Honeyd is a service intended to create virtual servers on a network, which can respond to TCP requests etc, for network intrustion detection. It does all this by using promiscuous mode networking and raw sockets, so that it doesn't require changes to the host's real application-level network stack at all. The honeyd literature also pointed me in the direction of combining honeyd with farpd so that the mock servers can respond to ARP requests.

More complicated was that I needed to create scripts to create mock TCP services. I needed my mock services to send back HTTP headers, IPs, ports and SSL details so that the test could verify these were as expect. To create service Honeyd requires you to write programs that communicate on stdin and stdout as if these were the network socket (this is similar to inetd). While it is easy to write this for HTTP and a generic TCP socket, it's harder for HTTPS, as the SSL libraries will only wrap a single bi-directional file descriptor. I couldn't find a way of treating stdin and stdout as a single file descriptor. I eventually solved this by wrapping one end of a pipe with SSL and proxying the other end of the pipe to stdin and stdout.
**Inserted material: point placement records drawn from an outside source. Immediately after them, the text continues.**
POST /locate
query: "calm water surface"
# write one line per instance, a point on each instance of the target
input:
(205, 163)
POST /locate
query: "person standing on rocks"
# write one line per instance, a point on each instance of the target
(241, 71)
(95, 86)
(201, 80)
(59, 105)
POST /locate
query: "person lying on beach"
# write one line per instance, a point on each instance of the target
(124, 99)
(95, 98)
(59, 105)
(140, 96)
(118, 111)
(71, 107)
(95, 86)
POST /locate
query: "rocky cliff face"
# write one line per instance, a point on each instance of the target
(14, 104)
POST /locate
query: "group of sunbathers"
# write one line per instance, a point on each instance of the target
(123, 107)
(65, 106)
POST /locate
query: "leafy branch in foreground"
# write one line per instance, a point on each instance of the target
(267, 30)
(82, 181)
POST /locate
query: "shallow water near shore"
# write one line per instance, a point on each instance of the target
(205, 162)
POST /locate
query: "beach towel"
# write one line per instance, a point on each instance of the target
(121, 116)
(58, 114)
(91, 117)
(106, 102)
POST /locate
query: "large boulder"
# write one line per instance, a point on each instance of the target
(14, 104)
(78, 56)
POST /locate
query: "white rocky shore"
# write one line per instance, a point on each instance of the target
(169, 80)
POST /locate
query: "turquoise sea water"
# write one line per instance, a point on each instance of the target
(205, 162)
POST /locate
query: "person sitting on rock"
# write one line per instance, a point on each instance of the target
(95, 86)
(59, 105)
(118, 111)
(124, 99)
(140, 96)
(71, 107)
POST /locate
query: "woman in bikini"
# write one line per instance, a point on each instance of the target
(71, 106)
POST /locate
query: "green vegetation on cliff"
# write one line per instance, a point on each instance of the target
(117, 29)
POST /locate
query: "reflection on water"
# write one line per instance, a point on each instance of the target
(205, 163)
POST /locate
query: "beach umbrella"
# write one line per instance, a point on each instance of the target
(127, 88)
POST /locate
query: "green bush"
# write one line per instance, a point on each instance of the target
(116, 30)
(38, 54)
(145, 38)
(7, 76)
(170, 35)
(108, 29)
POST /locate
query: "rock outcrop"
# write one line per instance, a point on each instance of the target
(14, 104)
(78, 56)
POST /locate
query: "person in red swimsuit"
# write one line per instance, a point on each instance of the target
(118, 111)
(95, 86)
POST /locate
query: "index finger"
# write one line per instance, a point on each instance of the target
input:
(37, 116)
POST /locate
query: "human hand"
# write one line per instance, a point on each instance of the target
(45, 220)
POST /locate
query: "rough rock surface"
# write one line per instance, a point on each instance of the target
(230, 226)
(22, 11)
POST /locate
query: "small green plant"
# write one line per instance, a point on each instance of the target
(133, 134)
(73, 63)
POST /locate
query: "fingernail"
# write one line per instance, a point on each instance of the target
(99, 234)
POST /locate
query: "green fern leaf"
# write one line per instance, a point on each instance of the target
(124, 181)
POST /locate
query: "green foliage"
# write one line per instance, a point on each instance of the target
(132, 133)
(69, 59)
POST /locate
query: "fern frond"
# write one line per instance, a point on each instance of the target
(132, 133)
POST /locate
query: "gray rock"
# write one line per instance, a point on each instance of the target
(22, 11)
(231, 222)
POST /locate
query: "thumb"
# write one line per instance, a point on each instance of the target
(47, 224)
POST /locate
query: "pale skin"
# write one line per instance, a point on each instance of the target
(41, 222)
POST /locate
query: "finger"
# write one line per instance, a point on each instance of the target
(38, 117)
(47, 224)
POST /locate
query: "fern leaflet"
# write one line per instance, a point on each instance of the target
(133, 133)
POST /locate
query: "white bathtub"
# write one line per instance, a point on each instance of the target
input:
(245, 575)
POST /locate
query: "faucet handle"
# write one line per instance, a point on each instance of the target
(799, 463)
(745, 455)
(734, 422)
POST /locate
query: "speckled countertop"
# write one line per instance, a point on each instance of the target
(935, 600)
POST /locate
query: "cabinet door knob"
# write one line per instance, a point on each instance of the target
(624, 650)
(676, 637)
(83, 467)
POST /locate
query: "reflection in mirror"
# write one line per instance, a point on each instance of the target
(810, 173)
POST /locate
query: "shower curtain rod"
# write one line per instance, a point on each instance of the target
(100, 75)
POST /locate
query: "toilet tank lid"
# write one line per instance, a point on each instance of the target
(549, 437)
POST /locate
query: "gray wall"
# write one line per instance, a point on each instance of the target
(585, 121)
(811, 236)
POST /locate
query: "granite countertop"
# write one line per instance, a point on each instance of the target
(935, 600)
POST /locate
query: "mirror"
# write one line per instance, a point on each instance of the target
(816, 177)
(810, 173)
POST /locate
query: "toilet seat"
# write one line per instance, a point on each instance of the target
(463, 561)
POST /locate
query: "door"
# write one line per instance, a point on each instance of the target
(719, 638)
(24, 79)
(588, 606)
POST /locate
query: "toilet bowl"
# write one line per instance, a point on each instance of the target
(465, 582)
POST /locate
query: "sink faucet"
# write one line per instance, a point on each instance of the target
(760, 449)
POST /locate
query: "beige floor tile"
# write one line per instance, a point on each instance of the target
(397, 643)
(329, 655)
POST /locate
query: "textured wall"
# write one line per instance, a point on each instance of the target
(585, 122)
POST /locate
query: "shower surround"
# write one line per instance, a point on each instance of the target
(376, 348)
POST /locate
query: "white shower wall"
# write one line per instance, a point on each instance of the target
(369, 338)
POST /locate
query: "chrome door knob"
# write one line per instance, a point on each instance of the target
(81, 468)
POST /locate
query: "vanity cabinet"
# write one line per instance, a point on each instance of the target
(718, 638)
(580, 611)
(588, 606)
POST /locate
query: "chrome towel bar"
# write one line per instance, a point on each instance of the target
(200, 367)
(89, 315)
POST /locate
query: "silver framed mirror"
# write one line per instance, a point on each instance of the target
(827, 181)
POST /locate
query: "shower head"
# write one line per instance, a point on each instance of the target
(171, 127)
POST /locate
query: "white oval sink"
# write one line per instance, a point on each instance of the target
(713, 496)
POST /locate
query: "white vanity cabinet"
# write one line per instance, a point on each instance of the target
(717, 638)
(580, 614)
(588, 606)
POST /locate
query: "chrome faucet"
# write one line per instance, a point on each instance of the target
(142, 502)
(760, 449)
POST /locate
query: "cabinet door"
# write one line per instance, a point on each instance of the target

If anyone knows of a better solution for this, please let me know.

With these in place, I was able to create a honeyd configuration that reflected our real network:

# All machines we create will have these properties
create base
set base personality "Linux 2.4.18"
set base uptime 1728650
set base maxfds 35
set base default tcp action reset

# Create a standard webserver template
clone webserver base
add webserver tcp port 80 "/usr/share/honeyd/scripts/http.py --REMOTE_HOST $ipsrc --REMOTE_PORT $sport --PORT $dport --IP $ipdst --SSL no"

# Network definition
bind 10.0.1.3 webserver
bind 10.0.1.11 webserver
...

This was all coupled an interface created with the Linux veth network driver (after trying a few other mock networking devices that didn't work). With Debian's ifup hooks, I was able to arrange it so that bringing up this network interface would start honeyd and farpd and configure routes so that the honeynet would be seen in prefence to the real network. There is a little subtlety in this, because we needed the real DNS servers to be visible, as the load balancer requires DNS to work. Running ifdown would restore everything to normal.

Writing the tests

The tests were then fairly simple BDD tests against the mocked load balancer, for example:

Feature: Load balance production services

    Scenario Outline: Path-based HTTP backend selection
        Given the load balancer is listening on port 8001
        When I make a request for http://<domain><path> to the loadbalancer
        Then the backend host is <ip>
        And the path requested is <path>
        And the backend request contained a header Host: <domain>
        And the backend request contained a valid X-Forwarded-For header

    Examples:
        | domain             | path      | ip             |
        | www.acme.mobi      | /         | 42.323.167.197 |
        | api.acmelabs.co.uk | /api/cfe/ | 10.0.1.11      |
        | api.acmelabs.co.uk | /api/ccg/ | 10.0.1.3       |

The honeyd backend is flexible and fast. Of course it was all Puppetised as a single Puppet module that added all the test support; the load balancer recipe was applied unmodified. While I set up as a virtual network device for use on development loadbalancer VMs, you could also deploy it on a real network, for example for continuous integration tests or for testing hardware network devices.

As I mentioned in my previous post, having written BDD tests like this it's easier to reason about the system, so the tests don't just catch errors (protecting against losing our vital X-Forwarded-For headers) but give an overview of the load balancer's functions that makes it easier to understand and adapt in a test-first way as services migrate. We were able to make changes faster and more confidently and ultimately complete the migration project swiftly and successfully.